Konseyimizi tarihi ve kültürlerin birleştiği bir şehir olan İstanbul'da düzenliyoruz. Dünyanın her yerinden insanların bir araya geldiği, önemli dersler taşıyan bir şehir. Bunlardan biri barış, diğeri kapsayıcılık ve son olarak dayanışma. Küresel olarak pek çok ülkede aşırı sağın yükselişine şahitlik ediyoruz ve ülkelerimizde bunun yıkıcı etkilerini yarattığı korku kültürünü görüyoruz. Farklı görüşlere sahip olan insanların susturulduğunu veya zulme uğradığını, toplumlarımızın izole edildiğini görüyoruz. Orta sınıfların veya düşük sınıfların yıllar boyunca edindiği kazanımların yeniden ellerinden alınmaya çalışıldığını görüyoruz. Bu insanlar aynı zamanda kadınların haklarını ellerinden almak, eşcinsel evlilikleri kanunsuz bir şey gibi göstermek için harekete geçmiş haldeler. Bu da bizim değerlerimizin karşısında yer alıyor.
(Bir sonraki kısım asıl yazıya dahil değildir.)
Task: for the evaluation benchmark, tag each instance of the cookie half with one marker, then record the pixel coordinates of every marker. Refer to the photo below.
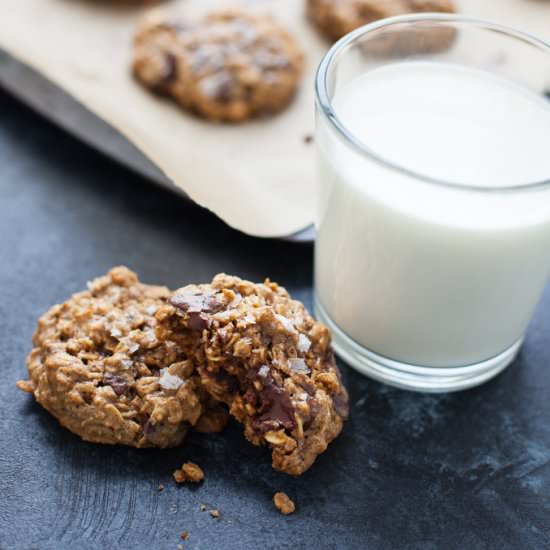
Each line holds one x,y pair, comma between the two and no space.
98,366
335,18
227,66
261,353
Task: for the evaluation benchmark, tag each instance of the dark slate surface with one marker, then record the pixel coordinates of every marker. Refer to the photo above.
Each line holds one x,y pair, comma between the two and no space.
468,470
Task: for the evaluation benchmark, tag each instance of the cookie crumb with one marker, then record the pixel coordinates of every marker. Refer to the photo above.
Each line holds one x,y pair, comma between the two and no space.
284,504
188,472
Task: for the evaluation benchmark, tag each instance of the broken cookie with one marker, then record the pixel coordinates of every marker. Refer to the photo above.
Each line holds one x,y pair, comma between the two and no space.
262,354
99,367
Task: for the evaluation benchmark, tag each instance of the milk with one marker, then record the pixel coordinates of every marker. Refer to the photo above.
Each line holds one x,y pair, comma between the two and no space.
419,272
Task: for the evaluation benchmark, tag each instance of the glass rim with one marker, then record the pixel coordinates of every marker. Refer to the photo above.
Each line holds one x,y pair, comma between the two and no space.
324,100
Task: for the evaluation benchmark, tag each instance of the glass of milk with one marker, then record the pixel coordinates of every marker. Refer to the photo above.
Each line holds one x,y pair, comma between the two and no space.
433,226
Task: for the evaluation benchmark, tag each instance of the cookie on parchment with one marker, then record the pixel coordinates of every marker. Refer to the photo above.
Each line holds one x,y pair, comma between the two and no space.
229,65
98,366
335,18
262,354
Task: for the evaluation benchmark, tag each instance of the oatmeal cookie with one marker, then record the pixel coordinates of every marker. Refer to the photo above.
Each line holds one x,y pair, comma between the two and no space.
335,18
228,66
262,354
100,369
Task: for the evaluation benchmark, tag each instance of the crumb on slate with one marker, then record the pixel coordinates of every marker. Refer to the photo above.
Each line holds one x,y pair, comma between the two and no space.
189,472
283,502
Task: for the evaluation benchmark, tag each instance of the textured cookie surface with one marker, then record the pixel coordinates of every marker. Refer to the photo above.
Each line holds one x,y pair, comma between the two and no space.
99,368
227,66
260,352
335,18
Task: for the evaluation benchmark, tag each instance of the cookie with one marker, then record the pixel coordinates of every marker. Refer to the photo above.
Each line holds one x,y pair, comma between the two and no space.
335,18
228,66
98,366
262,354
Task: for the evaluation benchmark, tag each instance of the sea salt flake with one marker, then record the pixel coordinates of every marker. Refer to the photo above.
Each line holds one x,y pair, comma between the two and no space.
304,343
287,323
169,381
126,363
130,344
263,371
298,365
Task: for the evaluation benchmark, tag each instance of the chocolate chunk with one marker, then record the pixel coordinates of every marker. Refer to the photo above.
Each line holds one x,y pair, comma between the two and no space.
314,409
219,86
275,408
119,384
197,321
169,74
341,405
298,366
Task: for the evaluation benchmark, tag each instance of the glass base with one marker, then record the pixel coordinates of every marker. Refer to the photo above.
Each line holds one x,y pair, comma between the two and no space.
413,377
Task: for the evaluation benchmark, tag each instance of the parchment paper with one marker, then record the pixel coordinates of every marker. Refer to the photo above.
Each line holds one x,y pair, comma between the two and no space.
259,176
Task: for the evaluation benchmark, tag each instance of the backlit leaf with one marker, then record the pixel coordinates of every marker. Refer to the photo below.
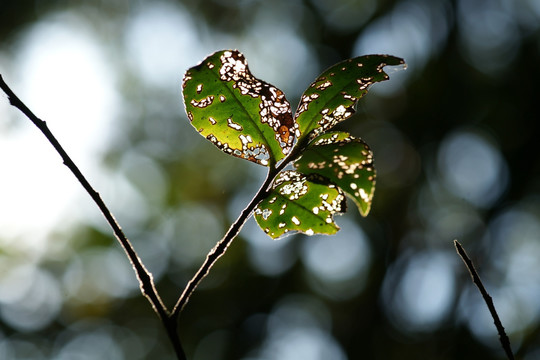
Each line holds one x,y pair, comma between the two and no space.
346,161
300,203
331,98
240,114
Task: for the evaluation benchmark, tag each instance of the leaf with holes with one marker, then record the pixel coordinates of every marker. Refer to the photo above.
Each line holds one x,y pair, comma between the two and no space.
240,114
300,203
346,161
331,98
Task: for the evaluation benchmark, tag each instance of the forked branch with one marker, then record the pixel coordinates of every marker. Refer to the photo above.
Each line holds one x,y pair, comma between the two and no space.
145,278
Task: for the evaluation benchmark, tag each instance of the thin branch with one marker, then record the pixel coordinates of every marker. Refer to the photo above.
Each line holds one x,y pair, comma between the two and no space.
145,278
221,247
489,301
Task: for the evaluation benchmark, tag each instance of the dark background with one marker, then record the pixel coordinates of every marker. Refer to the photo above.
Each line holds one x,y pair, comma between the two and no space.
455,145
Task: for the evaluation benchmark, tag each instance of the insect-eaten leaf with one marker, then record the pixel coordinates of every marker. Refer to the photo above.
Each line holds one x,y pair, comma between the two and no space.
300,203
331,98
346,161
240,114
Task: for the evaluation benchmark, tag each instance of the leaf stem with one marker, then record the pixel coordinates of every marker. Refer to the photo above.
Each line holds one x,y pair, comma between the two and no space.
219,249
489,301
223,244
146,281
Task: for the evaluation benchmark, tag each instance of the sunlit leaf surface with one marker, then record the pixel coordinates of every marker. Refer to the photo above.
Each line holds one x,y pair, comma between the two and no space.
346,161
240,114
331,98
300,203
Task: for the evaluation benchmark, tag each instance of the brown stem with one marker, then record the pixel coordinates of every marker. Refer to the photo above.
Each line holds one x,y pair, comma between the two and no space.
234,230
489,301
145,278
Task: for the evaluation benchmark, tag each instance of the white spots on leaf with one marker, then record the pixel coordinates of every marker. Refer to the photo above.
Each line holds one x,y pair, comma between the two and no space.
324,85
234,125
296,188
274,109
306,100
266,213
329,120
207,101
364,195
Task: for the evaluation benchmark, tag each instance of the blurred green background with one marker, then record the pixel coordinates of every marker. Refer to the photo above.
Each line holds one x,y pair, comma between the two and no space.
455,139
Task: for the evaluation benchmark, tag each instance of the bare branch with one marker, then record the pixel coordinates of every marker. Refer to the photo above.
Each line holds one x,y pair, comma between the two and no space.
145,278
489,301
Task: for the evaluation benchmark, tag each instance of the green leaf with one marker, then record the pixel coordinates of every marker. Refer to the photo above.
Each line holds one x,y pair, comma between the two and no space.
240,114
331,98
346,161
300,203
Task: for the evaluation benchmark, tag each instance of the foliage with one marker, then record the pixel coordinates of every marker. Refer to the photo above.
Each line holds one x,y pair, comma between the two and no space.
248,118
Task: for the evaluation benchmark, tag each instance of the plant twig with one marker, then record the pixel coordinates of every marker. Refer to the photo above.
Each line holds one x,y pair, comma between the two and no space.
234,230
145,278
489,301
222,246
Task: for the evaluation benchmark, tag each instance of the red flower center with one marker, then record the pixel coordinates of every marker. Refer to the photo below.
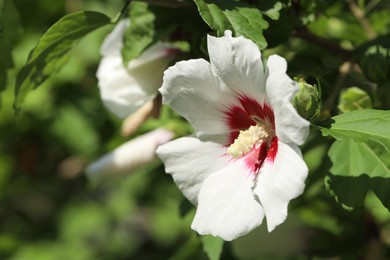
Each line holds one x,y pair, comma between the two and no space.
252,132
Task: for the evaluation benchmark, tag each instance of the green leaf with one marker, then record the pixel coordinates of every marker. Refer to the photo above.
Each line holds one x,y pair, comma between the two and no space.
357,168
151,23
351,158
240,18
354,98
360,157
140,33
53,49
212,246
9,34
366,125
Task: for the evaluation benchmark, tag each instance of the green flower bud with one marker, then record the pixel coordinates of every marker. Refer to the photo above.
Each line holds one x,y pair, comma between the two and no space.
376,68
354,98
307,100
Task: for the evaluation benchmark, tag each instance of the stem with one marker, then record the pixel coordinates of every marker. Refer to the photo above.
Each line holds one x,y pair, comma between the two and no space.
122,11
326,44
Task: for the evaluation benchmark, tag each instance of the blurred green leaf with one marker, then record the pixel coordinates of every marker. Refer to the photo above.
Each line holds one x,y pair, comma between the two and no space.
9,33
151,23
53,49
354,98
271,8
366,125
75,131
240,18
140,33
212,246
351,158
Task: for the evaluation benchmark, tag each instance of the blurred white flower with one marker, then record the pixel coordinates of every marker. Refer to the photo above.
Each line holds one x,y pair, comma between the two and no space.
130,156
125,89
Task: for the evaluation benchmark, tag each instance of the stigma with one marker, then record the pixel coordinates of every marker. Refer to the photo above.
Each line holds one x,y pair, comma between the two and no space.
255,135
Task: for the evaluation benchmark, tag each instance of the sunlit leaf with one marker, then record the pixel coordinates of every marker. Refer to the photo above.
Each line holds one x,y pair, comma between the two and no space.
151,23
354,98
53,49
360,157
238,17
362,125
212,246
357,168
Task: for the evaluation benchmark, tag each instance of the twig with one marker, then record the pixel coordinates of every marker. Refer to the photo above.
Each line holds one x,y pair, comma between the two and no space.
122,12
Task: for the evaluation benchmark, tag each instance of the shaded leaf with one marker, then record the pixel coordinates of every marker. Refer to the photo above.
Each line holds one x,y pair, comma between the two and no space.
238,17
9,34
53,49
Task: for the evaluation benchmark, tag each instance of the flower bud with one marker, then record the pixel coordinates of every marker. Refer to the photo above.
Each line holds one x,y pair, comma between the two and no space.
307,100
354,98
Biz demokrasiye inanıyoruz ve daha iyi bir geleceğe giden tek yolun çoğunluğun bu konuda göstereceği irade olması gerektiğini biliyoruz.
Onurumuz, daha iyi işler, daha iyi çalışma koşulları, kadınların hakları, fırsat eşitliği, azınlıkların hakları için çalışıyoruz. Fikirlerimiz, prensiplerimiz kapsayıcı bir sistemi öngörüyor. Demokrasi de en kapsayıcı sistemlerden biri. Elbette mükemmel bir sistem değil ama elimizdeki en iyi sistem bu. Bizim de özgür katılımı teşvik etmemiz, çoğunluk için çok iyi sonuçlar elde etmek üzere çalışmamız gerekiyor.
"DEMOKRASİ İÇİN BU ODADAKİ HERKES PEK ÇOK ŞEYİ FEDA ETTİ"
"Bu odadaki herkes demokrasiyi savunmak için çok şeyi feda etti, Türkiye'deki yoldaşlarımızın yanındayız"
Demokrasi iktidarı ve muhalefeti içeren, vatandaşların oylarına saygı duyulmasını gerektiren bir dengeler sistemidir. Demokrasiyi savunmak için bu odadaki herkes pek çok şeyi feda etti. Zor zamanlardan geçiyoruz, pek çok dostumuz hapiste. Belarus'taki, Nijer'deki, Venezuela'daki ve Türkiye'deki yoldaşlarımızın yanındayız. Koruma ihtiyacı duyan herkesin yanındayız. Çünkü artık çok önemli bir şey tehlikede. Hiçbir siyasal ideoloji bu akımın karşısında bizim durabildiğimiz gibi duramaz. Güçlüyüz ve kazanacağız. Küresel zorluklar, küresel iş birliği gerektiriyor çünkü hiçbirimiz tek başına bunların üstesinden gelemeyiz".
ÇALIŞMA YEMEĞİNDE BULUŞMA
CHP Genel Başkanı Özgür Özel, Sosyalist Enternasyonal toplantılarının başlangıcında Sosyalist Enternasyonal Prezidyum üyeleri ile çalışma yemeğinde bir araya gelmişti.